Antonia listens patiently, and when Lina has howled out enough of her predicament, Antonia calls Sofia’s house and says, “My mamma needs a job.”
The next week like magic, Joey calls and says he has a contact at an industrial laundry that washes the linens from restaurants and the sheets from hotels. “It’s not glamorous,” he says. “And I’m happy to keep helping—to help you out.” Of course, Joey had been paying for their apartment all winter. Lina is trapped. She depends upon her captor to release her, and of course, he will not, because she cannot take care of herself without him. The Family will not free Lina; it will not abandon her. We’ll always keep you safe, Joey almost says.
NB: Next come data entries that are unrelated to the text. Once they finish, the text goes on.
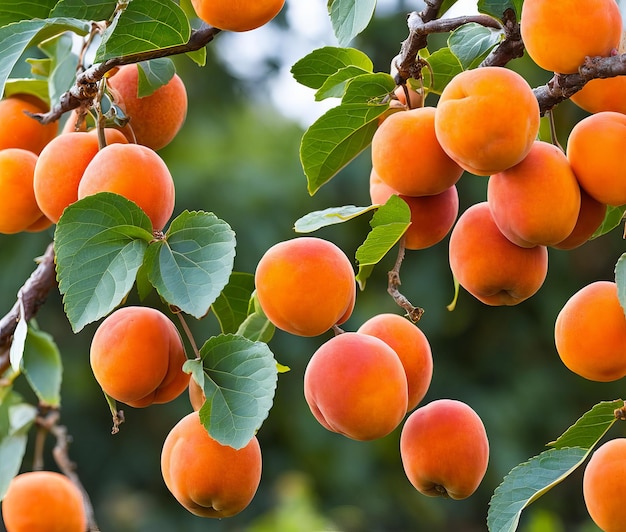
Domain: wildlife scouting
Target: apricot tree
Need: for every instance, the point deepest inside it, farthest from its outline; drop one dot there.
(440, 113)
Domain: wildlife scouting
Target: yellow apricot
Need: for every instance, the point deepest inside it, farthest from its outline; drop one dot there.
(305, 285)
(590, 333)
(479, 128)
“I don’t want your fucking blood money,” she screams at Joey. “I never want anything to do with it again.” Joey lies: he tells her that the laundry has nothing to do with the Family. He promises she can support herself from now on. Lina hangs up the phone and tells Antonia, “We’re finally done with them.”
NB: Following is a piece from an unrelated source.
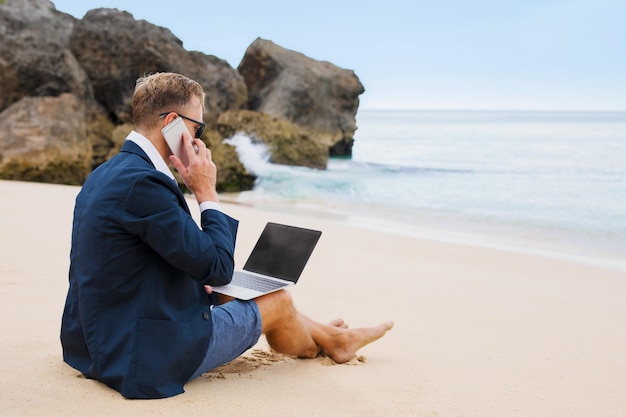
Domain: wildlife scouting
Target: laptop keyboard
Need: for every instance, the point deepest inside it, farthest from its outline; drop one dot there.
(255, 282)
But later that week Antonia slips next door for Sunday dinner, where Joey resists the urge to put a hand over her arm and apologize for being alive. And when she leaves, Rosa slips a foil-covered dish of leftovers into her hands.
* * *
—
When it is almost summer Rosa goes away for two days and Rosa’s mamma comes to stay with Sofia. Nonna is a small woman with hard edges and she has strict rules about what little girls shouldn’t do. No running. No loud voices. Wipe that expression off your face. No fidgeting in church. No elbows on the table. For God’s sake keep quiet, keep still. Sofia scuffs her feet across the floor and wishes her parents would come home. She imagines being a boy, but it’s no fun: there’s a void there, something missing. So Sofia stays a girl, but not a very good one. Her shoelaces are untied and she gets a drop of grease on her lap.
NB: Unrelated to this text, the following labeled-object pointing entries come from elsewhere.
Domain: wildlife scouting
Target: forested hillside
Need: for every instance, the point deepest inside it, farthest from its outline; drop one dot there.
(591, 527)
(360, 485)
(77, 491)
Rosa and Joey come back with Frankie while Sofia is in school. When she arrives home her papa opens the door to the apartment and says shhhh, and gestures to the living room, where Rosa is sitting on the couch, her arms around a bundle of blankets. “This is your sister,” says Rosa. Sofia’s eyes get very big, and she turns around and runs as fast as she can down her stairs, out the door of her building, and up to Antonia’s apartment.